I‘ll be honest with you. I didn’t know that this film existed until a couple weeks ago. So when I heard that a film starring Jack Black, Shirley MacLaine, and Matthew McConaughey had somehow been released without my knowledge, I had to find out what it was about. I was particularly intrigued after reading this quick, one sentence summary of the film: “In small-town Texas, the local mortician strikes up a friendship with a wealthy widow, though when he kills her, he goes to great lengths to create the illusion that she’s alive.” I was even more interested in the film after learning that it is based on a true story.
In the tiny, rural town of Carthage, Texas, local assistant funeral director Bernhardt “Bernie” Tiede (Jack Black) was one of the town’s most beloved residents. He taught Sunday school, sang in the church choir and was always willing to lend a helping hand. Everyone loved and appreciated Bernie, so it came as no surprise when he befriended Marjorie Nugent (Shirley MacLaine), an affluent widow who was as well known for her sour attitude as her fortune.

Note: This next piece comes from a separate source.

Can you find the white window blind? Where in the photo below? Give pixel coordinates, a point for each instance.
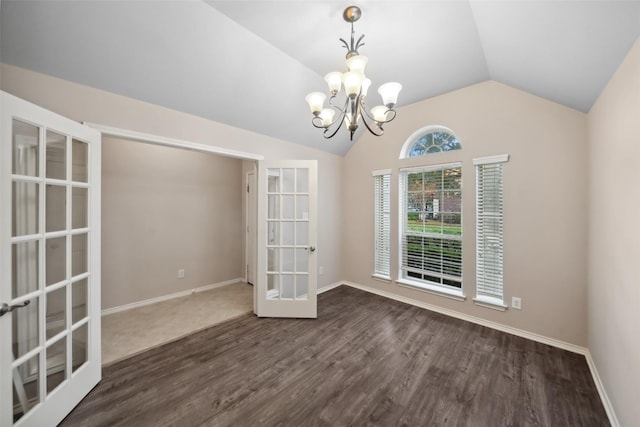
(489, 228)
(431, 240)
(382, 232)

Bernie frequently traveled with Marjorie, had lunch with her and even managed her banking affairs. Marjorie quickly became fully dependent on Bernie and his generosity, and Bernie struggled to meet her increasing demands and sometimes abusive need for his attention. After growing weary of the emotional toll due to her possessiveness, persistent nagging and non-stop put-downs, Bernie murdered Marjorie, and continued to handle her affairs, with very little questioning from the townspeople.
Jack Black as Bernie Tiede
The past couple of years, Jack Black’s movies haven’t been ones that I have been interested in seeing. With The Big Year, Gulliver’s Travels, and Year One box office flops, it seemed like Black’s career was on a downward slope. I have to say, though, he really surprised me in Bernie. The film was directed by Richard Linklater, who also directed Black in School of Rock. But get this: Black’s character in Bernie is the total opposite of his character in School of Rock. That shows that Black can be a versatile actor. I think if he can take on more roles that can showcase his true acting talent, his films will rise in popularity again.
A “True Story” That’s Actually True
Movies based on true stories are always hit and miss. How much of the “true story” are the filmmakers going to leave in and how many of the facts are going to be stretched. As far as I can tell from the online research I did on Bernie Tiede after watching the film, Bernie stays pretty true to the facts. There were a couple minor details that were changed to help the plot, such as which one of Marjorie Nugent’s grandchildren went with police to search Marjorie’s house, but overall, the film was true to the source material. The film was shot in a way that gave it a documentary feel, and Linklater used real residents of Carthage, Texas who knew the real Bernie Tiede and Marjorie Nugent to provide commentary on the events depicted in the film.
Let’s face it. At times, real life can be boring. At times, movies based on real life can be boring. Even real life with a bit of fiction thrown in can be boring. Even though the casting was spot on and each star had their shining moment, the pacing of the movie was ridiculously slow. The film did utilize title cards to show the passing of time, but by the time “Two Years Later” came around, it felt like I had been watching the movie for two hours.
Overall Rating: 3.5 out of 5
Bernie has its moments. It has chuckles, but it’s not laugh out loud funny which is a good thing. It’s not the best idea to turn the murder of an 81-year-old woman into a comedy. Bernie is not a monumentally big film with tons of action and non-stop thrills, but it’s an underrated yet entertaining film that deserves to be watched.
Buy It, Rent It, or Skip It
Jack Black fans should definitely go out and rent Bernie. Don’t expect it to be a typical Jack Black film, but watch this film with the realization that Black can be more than a loud slob telling fart jokes every five minutes. I think Bernie is a turning point in Black’s career.